The item then went to public comment, which drew a large number of people waiting to weigh in on the topic, including many city officials.

One idea brought up multiple times during public comment was the proposal to establish a Citizen’s Oversight Committee to advise the board on homeless issues. Among them was Sam Blakeslee.

“We would like to add the [oversight committe],” he said. “There needs to external oversight.”

Michael Renault of Templeton brought up the issue from another point of view, reading a statement from his partner Valerie Stern, a mental health worker, who was injured being thrown from her horse during a trail ride. The horse was allegedly spooked by a couple of dogs in the Salinas Riverbed, and afterward was verbally confronted by a homeless person. 

Stern’s statement, read by Renault, said that filing a report with the sheriff’s office was “an ordeal” and animal services said they couldn’t do anything about the dogs.

“These homeless have been here for years now,” Stern’s statement continued. “They’re not trying to pull themselves up and use the system. They are choosing this lifestyle.”

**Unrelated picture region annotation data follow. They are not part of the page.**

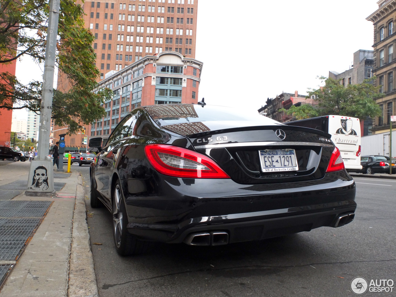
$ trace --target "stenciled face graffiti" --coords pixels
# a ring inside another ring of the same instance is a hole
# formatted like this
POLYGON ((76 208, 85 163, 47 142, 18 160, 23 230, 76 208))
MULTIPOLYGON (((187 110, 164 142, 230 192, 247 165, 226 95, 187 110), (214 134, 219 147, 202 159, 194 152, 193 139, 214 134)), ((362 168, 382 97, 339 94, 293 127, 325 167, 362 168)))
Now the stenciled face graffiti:
POLYGON ((339 134, 346 135, 357 135, 356 131, 352 129, 352 120, 350 119, 341 119, 341 128, 336 131, 339 134))
POLYGON ((36 191, 45 191, 49 188, 47 168, 43 166, 39 166, 34 169, 32 185, 28 189, 36 191))

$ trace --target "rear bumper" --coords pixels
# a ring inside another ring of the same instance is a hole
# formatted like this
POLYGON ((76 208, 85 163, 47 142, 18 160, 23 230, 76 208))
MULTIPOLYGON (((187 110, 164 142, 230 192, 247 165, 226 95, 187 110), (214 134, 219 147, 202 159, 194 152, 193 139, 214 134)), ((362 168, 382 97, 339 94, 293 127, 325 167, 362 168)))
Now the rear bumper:
POLYGON ((229 242, 258 240, 331 226, 356 206, 354 182, 345 171, 321 182, 276 185, 161 176, 161 192, 144 197, 131 192, 160 181, 122 181, 128 230, 144 240, 178 243, 193 233, 223 231, 229 242))

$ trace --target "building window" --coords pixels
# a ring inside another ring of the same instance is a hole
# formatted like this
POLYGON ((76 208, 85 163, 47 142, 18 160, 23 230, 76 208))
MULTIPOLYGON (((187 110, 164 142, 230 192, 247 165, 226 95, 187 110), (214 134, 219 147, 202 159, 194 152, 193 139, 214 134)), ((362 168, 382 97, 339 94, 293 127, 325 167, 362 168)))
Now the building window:
POLYGON ((388 124, 390 123, 390 116, 393 115, 393 103, 388 102, 386 106, 386 119, 388 124))
POLYGON ((379 92, 384 92, 384 76, 379 77, 379 92))
POLYGON ((372 68, 367 69, 367 77, 370 78, 373 76, 372 70, 373 70, 372 68))
POLYGON ((388 92, 392 91, 393 89, 393 72, 388 74, 388 92))
POLYGON ((388 63, 390 63, 393 59, 393 45, 389 46, 388 48, 388 63))

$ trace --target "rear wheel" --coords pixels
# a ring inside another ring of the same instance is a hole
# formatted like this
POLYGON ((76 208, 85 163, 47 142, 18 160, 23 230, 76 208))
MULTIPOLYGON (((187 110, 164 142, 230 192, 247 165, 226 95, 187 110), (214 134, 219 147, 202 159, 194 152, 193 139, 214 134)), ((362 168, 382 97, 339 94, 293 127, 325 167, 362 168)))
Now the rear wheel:
POLYGON ((127 230, 128 217, 124 195, 118 180, 113 194, 112 209, 113 234, 117 252, 122 256, 128 256, 147 251, 152 243, 137 239, 127 230))

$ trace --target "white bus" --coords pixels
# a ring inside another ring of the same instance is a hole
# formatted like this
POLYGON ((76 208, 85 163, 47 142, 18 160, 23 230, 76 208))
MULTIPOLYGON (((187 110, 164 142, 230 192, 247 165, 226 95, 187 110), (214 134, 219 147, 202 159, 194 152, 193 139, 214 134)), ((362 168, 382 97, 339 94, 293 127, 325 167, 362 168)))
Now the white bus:
POLYGON ((284 124, 320 130, 331 135, 338 148, 345 168, 350 171, 362 169, 360 165, 360 121, 343 116, 324 116, 289 122, 284 124))

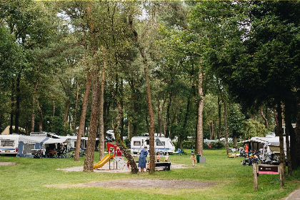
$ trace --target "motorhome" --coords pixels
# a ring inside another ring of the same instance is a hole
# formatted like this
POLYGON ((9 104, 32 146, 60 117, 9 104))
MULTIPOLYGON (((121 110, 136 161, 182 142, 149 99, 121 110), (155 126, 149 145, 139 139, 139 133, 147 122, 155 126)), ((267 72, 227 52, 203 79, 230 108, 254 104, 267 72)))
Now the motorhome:
POLYGON ((16 156, 19 138, 19 135, 0 135, 0 154, 16 156))
MULTIPOLYGON (((149 149, 149 137, 134 136, 131 141, 131 154, 139 154, 146 146, 149 149)), ((154 137, 154 151, 162 153, 174 153, 175 146, 169 138, 154 137)))

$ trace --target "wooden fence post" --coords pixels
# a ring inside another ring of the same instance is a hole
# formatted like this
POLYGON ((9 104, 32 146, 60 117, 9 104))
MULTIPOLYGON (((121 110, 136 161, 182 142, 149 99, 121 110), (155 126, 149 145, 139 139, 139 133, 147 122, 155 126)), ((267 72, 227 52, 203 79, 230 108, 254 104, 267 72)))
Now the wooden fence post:
POLYGON ((259 184, 257 181, 257 164, 253 164, 253 184, 254 191, 257 191, 259 188, 259 184))

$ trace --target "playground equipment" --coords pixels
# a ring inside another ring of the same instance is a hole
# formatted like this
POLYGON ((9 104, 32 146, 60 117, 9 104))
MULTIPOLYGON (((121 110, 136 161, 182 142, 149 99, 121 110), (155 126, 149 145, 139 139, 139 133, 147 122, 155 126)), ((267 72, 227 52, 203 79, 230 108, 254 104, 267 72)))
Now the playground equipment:
MULTIPOLYGON (((94 169, 100 168, 111 159, 114 159, 117 164, 119 163, 119 168, 120 169, 129 169, 127 166, 126 162, 125 162, 124 159, 123 154, 120 148, 109 142, 107 142, 106 144, 109 154, 105 156, 104 158, 103 158, 99 163, 94 164, 94 169)), ((116 167, 118 167, 118 164, 116 167)))

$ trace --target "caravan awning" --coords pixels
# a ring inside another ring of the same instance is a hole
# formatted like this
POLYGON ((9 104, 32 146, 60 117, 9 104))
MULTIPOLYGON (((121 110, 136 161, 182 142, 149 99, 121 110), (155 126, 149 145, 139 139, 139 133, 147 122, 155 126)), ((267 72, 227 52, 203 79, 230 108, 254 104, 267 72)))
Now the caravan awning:
POLYGON ((56 143, 64 143, 67 142, 65 138, 59 138, 59 139, 54 139, 54 138, 49 138, 44 144, 56 144, 56 143))
POLYGON ((46 137, 38 137, 38 136, 20 136, 19 141, 24 142, 42 142, 46 137))

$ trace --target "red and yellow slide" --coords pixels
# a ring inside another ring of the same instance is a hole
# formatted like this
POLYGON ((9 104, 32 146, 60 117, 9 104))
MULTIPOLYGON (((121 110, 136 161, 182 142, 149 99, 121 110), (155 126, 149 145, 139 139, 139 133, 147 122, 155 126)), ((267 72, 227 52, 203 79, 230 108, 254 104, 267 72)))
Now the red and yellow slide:
POLYGON ((111 155, 110 154, 107 154, 106 156, 104 156, 104 158, 103 158, 99 163, 97 163, 96 164, 94 165, 94 168, 93 169, 97 169, 97 168, 100 168, 102 166, 104 166, 108 161, 109 161, 110 159, 114 159, 114 154, 111 154, 111 155))

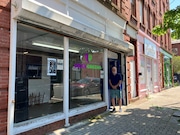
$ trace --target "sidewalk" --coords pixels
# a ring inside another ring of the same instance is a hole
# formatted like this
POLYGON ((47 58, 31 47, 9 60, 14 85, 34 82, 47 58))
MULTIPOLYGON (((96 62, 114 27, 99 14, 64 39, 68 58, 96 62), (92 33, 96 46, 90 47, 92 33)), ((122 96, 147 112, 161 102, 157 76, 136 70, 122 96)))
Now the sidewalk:
POLYGON ((180 87, 47 135, 180 135, 180 87))

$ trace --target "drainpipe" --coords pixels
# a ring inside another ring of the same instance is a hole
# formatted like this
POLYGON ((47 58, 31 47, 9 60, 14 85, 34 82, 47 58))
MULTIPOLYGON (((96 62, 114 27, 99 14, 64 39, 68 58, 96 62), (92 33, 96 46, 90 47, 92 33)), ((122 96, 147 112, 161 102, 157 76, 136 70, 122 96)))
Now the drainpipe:
MULTIPOLYGON (((14 9, 11 6, 12 10, 14 9)), ((8 118, 7 134, 13 135, 14 127, 14 104, 15 104, 15 75, 16 75, 16 37, 17 37, 17 20, 12 18, 10 24, 10 54, 9 54, 9 89, 8 89, 8 118)))
POLYGON ((104 49, 104 96, 107 105, 107 111, 109 110, 109 90, 108 90, 108 49, 104 49))
POLYGON ((63 97, 63 110, 65 114, 65 127, 68 127, 69 124, 69 38, 64 37, 64 97, 63 97))

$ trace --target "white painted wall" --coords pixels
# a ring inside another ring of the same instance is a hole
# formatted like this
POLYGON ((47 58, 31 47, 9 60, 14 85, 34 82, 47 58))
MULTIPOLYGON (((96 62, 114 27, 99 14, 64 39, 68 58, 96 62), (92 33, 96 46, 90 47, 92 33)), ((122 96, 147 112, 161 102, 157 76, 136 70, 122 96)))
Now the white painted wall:
MULTIPOLYGON (((12 0, 12 3, 15 1, 18 5, 15 16, 29 16, 24 9, 97 37, 104 38, 105 34, 123 40, 126 21, 97 0, 12 0)), ((36 20, 33 16, 31 19, 36 20)))

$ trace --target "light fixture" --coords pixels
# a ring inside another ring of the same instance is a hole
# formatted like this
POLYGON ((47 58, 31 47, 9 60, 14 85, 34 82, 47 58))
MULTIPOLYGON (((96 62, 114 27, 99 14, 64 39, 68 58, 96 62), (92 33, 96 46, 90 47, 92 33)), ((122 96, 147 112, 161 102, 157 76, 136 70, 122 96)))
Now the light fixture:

The next speaker, Lindy Owen, a frequent advocate for the homeless at county meetings, said the story from the Salina Riverbed was a reason why the county needs to find facilities for the homeless.

Owen also was pleased with the overall proposal from the county.

“This is nice to see,” she said. “The only thing is there’s a lot of cooks in the kitchen. We need to pare that down.”

After public comment, the supervisors wrapped up with their comments.

District 3 Supervisor Dawn Ortiz Legg addressed the issue of some homeless not getting help, and suggested that may not necessarily be the case.

“I was told about a person in a warming center who came out of the riverbed several times before he agreed to get help,” she said. “I think it’s not that they won’t get help, but they just don’t realize the resources are there.”

District 4 Supervisor Lynn Compton was happy with what was proposed, but warned they can’t really do it step-by-step.

“I was concerned that we were talking about housing first before treatment,” she said. “They need to happen at the same time.”

All the supervisors agreed with the concept of a citizen’s oversight board, although Compton wanted to make sure it wouldn’t get too large (“They can get too big and ineffective”), and District 2 Supervisor Bruce Gibson wondered if the HSOC could somehow be turned into some kind of advisory board.

The supervisors directed staff to go forward on the four aspects introduced by Dzvonik, and added in an evaluation of a potential citizen’s oversight board before adjourning.